Jun 16, 2017 | By Benedict

French 3D printing company Prodways has presented its new Rapid Additive Forging (RAF) 3D printing method for printing large titanium parts. The company says aerospace companies could save up to 50% on titanium part production by using the technology.

Groupe Gorgé subsidiary Prodways has had an interesting year by anyone’s reckoning. Besides the rather large matter of its IPO launch on Euronext Paris, the 3D printing company has also unveiled new 3D printers, formed important AM partnerships, and even supplied its materials to sportswear giant Nike.

Prodways’ latest announcement could be its most exciting yet. On the eve of Le Bourget Paris Air Show, the French additive manufacturing specialist has unveiled its new Rapid Additive Forging technology, a new 3D printing process optimized for printing large titanium parts.

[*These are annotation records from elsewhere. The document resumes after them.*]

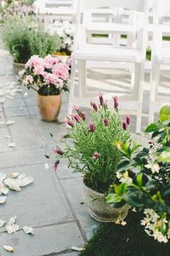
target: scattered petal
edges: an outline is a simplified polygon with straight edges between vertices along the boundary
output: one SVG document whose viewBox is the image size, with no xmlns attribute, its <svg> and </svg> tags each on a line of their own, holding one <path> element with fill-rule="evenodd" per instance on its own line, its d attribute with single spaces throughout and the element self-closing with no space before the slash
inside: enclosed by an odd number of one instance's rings
<svg viewBox="0 0 170 256">
<path fill-rule="evenodd" d="M 11 246 L 8 246 L 8 245 L 3 245 L 3 248 L 8 252 L 13 252 L 14 251 L 14 248 L 12 247 Z"/>
<path fill-rule="evenodd" d="M 34 178 L 32 176 L 24 177 L 23 179 L 17 179 L 15 180 L 15 182 L 19 187 L 27 186 L 33 182 L 34 182 Z"/>
<path fill-rule="evenodd" d="M 19 172 L 14 172 L 10 174 L 10 178 L 17 178 L 19 176 Z"/>
<path fill-rule="evenodd" d="M 48 163 L 45 163 L 44 168 L 45 168 L 45 169 L 47 169 L 47 170 L 48 170 L 48 169 L 50 168 L 49 165 L 48 165 Z"/>
<path fill-rule="evenodd" d="M 74 251 L 81 252 L 85 249 L 85 248 L 77 247 L 76 246 L 72 246 L 71 249 Z"/>
<path fill-rule="evenodd" d="M 18 179 L 22 179 L 26 176 L 26 174 L 21 174 L 19 175 Z"/>
<path fill-rule="evenodd" d="M 0 228 L 1 228 L 5 224 L 5 221 L 0 220 Z"/>
<path fill-rule="evenodd" d="M 23 230 L 26 234 L 35 234 L 34 229 L 30 226 L 24 226 Z"/>
<path fill-rule="evenodd" d="M 15 143 L 9 143 L 8 145 L 9 148 L 14 148 L 16 146 L 16 144 Z"/>
<path fill-rule="evenodd" d="M 6 197 L 0 196 L 0 204 L 4 203 L 6 201 Z"/>
<path fill-rule="evenodd" d="M 3 182 L 6 177 L 6 174 L 0 172 L 0 182 Z"/>
<path fill-rule="evenodd" d="M 10 125 L 10 124 L 14 124 L 14 121 L 13 120 L 8 120 L 6 123 L 6 125 Z"/>
</svg>

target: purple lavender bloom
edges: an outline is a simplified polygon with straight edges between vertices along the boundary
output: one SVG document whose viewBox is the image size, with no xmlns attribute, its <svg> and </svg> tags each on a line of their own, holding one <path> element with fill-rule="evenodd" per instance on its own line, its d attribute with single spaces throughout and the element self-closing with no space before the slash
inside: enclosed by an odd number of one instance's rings
<svg viewBox="0 0 170 256">
<path fill-rule="evenodd" d="M 73 122 L 72 121 L 71 121 L 68 118 L 66 119 L 66 123 L 69 125 L 69 127 L 73 127 L 74 124 Z"/>
<path fill-rule="evenodd" d="M 90 122 L 89 129 L 89 132 L 94 132 L 95 126 L 94 126 L 94 124 L 92 121 Z"/>
<path fill-rule="evenodd" d="M 91 105 L 92 106 L 94 110 L 95 110 L 95 111 L 97 111 L 98 105 L 96 104 L 94 102 L 91 102 Z"/>
<path fill-rule="evenodd" d="M 97 151 L 95 151 L 94 153 L 93 154 L 93 159 L 97 159 L 97 158 L 99 158 L 99 154 Z"/>
<path fill-rule="evenodd" d="M 58 166 L 59 163 L 60 163 L 59 160 L 58 160 L 58 161 L 56 161 L 55 162 L 55 164 L 54 164 L 54 166 L 53 166 L 53 168 L 54 168 L 55 171 L 57 170 Z"/>
<path fill-rule="evenodd" d="M 122 128 L 123 128 L 123 129 L 126 130 L 127 129 L 127 127 L 128 127 L 127 122 L 124 121 L 122 122 Z"/>
<path fill-rule="evenodd" d="M 118 108 L 118 106 L 119 106 L 119 101 L 118 101 L 118 98 L 117 98 L 117 96 L 113 97 L 113 101 L 114 101 L 114 108 L 115 108 L 115 109 L 117 109 L 117 108 Z"/>
<path fill-rule="evenodd" d="M 101 106 L 103 106 L 103 103 L 104 103 L 103 93 L 100 93 L 99 96 L 100 105 L 101 105 Z"/>
<path fill-rule="evenodd" d="M 109 121 L 108 119 L 107 119 L 106 118 L 104 118 L 104 119 L 103 120 L 104 121 L 104 124 L 106 126 L 106 127 L 108 127 L 109 125 Z"/>
<path fill-rule="evenodd" d="M 130 116 L 126 116 L 126 122 L 127 122 L 128 125 L 130 125 Z"/>
</svg>

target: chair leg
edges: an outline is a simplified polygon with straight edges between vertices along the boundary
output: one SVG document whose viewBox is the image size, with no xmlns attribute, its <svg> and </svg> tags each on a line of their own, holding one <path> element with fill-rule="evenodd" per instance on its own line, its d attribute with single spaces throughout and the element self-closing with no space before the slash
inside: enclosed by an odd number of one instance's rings
<svg viewBox="0 0 170 256">
<path fill-rule="evenodd" d="M 75 72 L 76 72 L 76 60 L 72 59 L 71 63 L 71 82 L 70 82 L 70 94 L 68 100 L 68 116 L 72 114 L 73 111 L 73 98 L 74 95 L 74 83 L 75 83 Z"/>
</svg>

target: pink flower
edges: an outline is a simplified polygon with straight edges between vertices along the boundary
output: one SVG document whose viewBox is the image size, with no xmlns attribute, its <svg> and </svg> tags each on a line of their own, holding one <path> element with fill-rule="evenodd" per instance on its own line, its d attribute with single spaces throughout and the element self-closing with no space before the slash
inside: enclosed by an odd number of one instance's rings
<svg viewBox="0 0 170 256">
<path fill-rule="evenodd" d="M 25 67 L 35 67 L 37 66 L 42 65 L 43 60 L 40 58 L 37 55 L 33 55 L 26 63 Z"/>
<path fill-rule="evenodd" d="M 130 116 L 126 116 L 126 122 L 127 122 L 128 125 L 130 124 Z"/>
<path fill-rule="evenodd" d="M 104 118 L 104 124 L 106 126 L 106 127 L 108 127 L 109 125 L 109 121 L 108 119 L 107 119 L 106 118 Z"/>
<path fill-rule="evenodd" d="M 33 77 L 32 77 L 32 75 L 29 74 L 24 78 L 22 83 L 24 85 L 27 85 L 28 84 L 32 83 L 33 81 L 34 81 Z"/>
<path fill-rule="evenodd" d="M 63 152 L 62 150 L 59 150 L 58 148 L 54 148 L 53 151 L 55 154 L 58 154 L 58 155 L 63 155 Z"/>
<path fill-rule="evenodd" d="M 62 78 L 63 80 L 66 80 L 69 78 L 68 70 L 69 67 L 68 64 L 60 62 L 54 66 L 52 72 L 58 77 Z"/>
<path fill-rule="evenodd" d="M 67 125 L 68 125 L 71 127 L 74 127 L 74 124 L 72 121 L 71 121 L 71 119 L 69 119 L 69 118 L 67 118 L 66 120 L 66 123 Z"/>
<path fill-rule="evenodd" d="M 119 102 L 118 102 L 118 98 L 117 96 L 115 96 L 113 97 L 113 101 L 114 101 L 114 108 L 115 109 L 117 109 L 118 106 L 119 106 Z"/>
<path fill-rule="evenodd" d="M 126 121 L 123 121 L 122 122 L 122 128 L 123 128 L 123 129 L 125 129 L 125 130 L 126 130 L 127 129 L 127 122 Z"/>
<path fill-rule="evenodd" d="M 94 132 L 95 131 L 95 126 L 93 122 L 90 122 L 90 124 L 89 124 L 89 131 L 91 132 Z"/>
<path fill-rule="evenodd" d="M 98 159 L 99 158 L 100 155 L 99 154 L 99 153 L 97 151 L 95 151 L 94 153 L 93 154 L 93 159 Z"/>
<path fill-rule="evenodd" d="M 19 77 L 22 77 L 24 74 L 24 72 L 25 72 L 25 69 L 22 69 L 22 70 L 19 72 L 18 75 Z"/>
<path fill-rule="evenodd" d="M 95 111 L 97 111 L 98 105 L 96 104 L 94 102 L 91 102 L 91 105 L 92 106 L 94 110 Z"/>
<path fill-rule="evenodd" d="M 43 74 L 44 67 L 43 66 L 37 65 L 34 68 L 33 72 L 35 75 Z"/>
</svg>

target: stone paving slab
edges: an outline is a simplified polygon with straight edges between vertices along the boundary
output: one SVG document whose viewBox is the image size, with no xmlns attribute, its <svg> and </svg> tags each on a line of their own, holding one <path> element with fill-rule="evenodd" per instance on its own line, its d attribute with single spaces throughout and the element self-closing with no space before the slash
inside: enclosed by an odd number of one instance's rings
<svg viewBox="0 0 170 256">
<path fill-rule="evenodd" d="M 0 154 L 0 168 L 15 166 L 25 166 L 30 163 L 45 163 L 44 155 L 45 151 L 42 149 L 32 149 L 25 150 L 15 150 Z"/>
<path fill-rule="evenodd" d="M 83 244 L 81 234 L 74 223 L 35 229 L 35 235 L 32 236 L 24 234 L 23 231 L 12 235 L 1 234 L 0 236 L 1 256 L 10 254 L 1 249 L 3 245 L 12 246 L 14 248 L 14 256 L 42 256 L 68 250 L 72 246 Z M 74 255 L 70 254 L 70 256 Z"/>
<path fill-rule="evenodd" d="M 34 182 L 20 192 L 9 191 L 5 205 L 0 206 L 2 219 L 16 215 L 19 226 L 31 226 L 73 221 L 53 170 L 43 164 L 4 170 L 9 175 L 14 171 L 32 176 Z"/>
</svg>

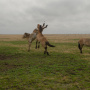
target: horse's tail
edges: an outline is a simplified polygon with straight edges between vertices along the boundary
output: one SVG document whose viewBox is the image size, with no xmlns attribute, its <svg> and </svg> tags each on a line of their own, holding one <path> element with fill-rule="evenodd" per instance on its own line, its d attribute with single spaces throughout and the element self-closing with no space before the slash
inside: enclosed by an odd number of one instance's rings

“Large metal parts for critical applications, in particular titanium parts for the aeronautical sector, [rely] on expensive and slow manufacturing processes often using combinations of forging and machining techniques,” Prodways says. In light of this, the company decided to create a process that merges the two machining techniques, and which is cheaper, faster, and less wasteful than either.

Prodways’ new RAF 3D printer isn’t your average metal printing system. The machine uses a robot equipped with a head that deposits molten metal in an atmosphere of inert gas. This metal is deposited layer by layer, and a large part can be completed within a few hours. That’s normal, but what comes next is less so.

According to Prodways, the RAF system quickly manufactures titanium blanks with “very similar geometry compared with the final part.” These blanks are then finish-machined, thus avoiding considerable losses of material which can represent up to 95% of the metal block with traditional machining processes. The system therefore contains elements of both additive and subtractive manufacturing.

Prodways’ new RAF Technology was developed in collaboration with Commercy Robotique, a subsidiary of Groupe Gorgé that has specialized in robotized welding for more than 40 years. A patent application for the new 3D printing process has been filed by Prodways Group.

Testing has been carried out on a variety of metals, though the technology is supposedly best suited for titanium 3D printing. Prodways has been able to print titanium parts up to 70 centimeters in size, and a forthcoming RAF 3D printer could take that capacity up to two meters.

Size isn’t everything of course, and Prodways claims that its additive manufacturing technology delivers on quality too. The company says its RAF technology uses a “distinctive metal deposition technology focusing on the metallurgical quality and the repeatability of the process,” adding that the first metallurgical tests conducted on different parts revealed “an absence of porosity and greater mechanical resistance compared with usual 3D metal printing techniques using laser or electron beam sintering.”

Excitingly, Prodways has already given a handful of aerospace companies a glimpse at its new 3D printing process. The French 3D printing specialist claims that several of these companies think RAF could be used on around half of their titanium aircraft components, leading to eventual cost savings of up to 50 percent.

The Le Bourget Paris Air Show takes place June 23-25. If you’re there, keep an eye out for Prodways and its exciting new manufacturing technology.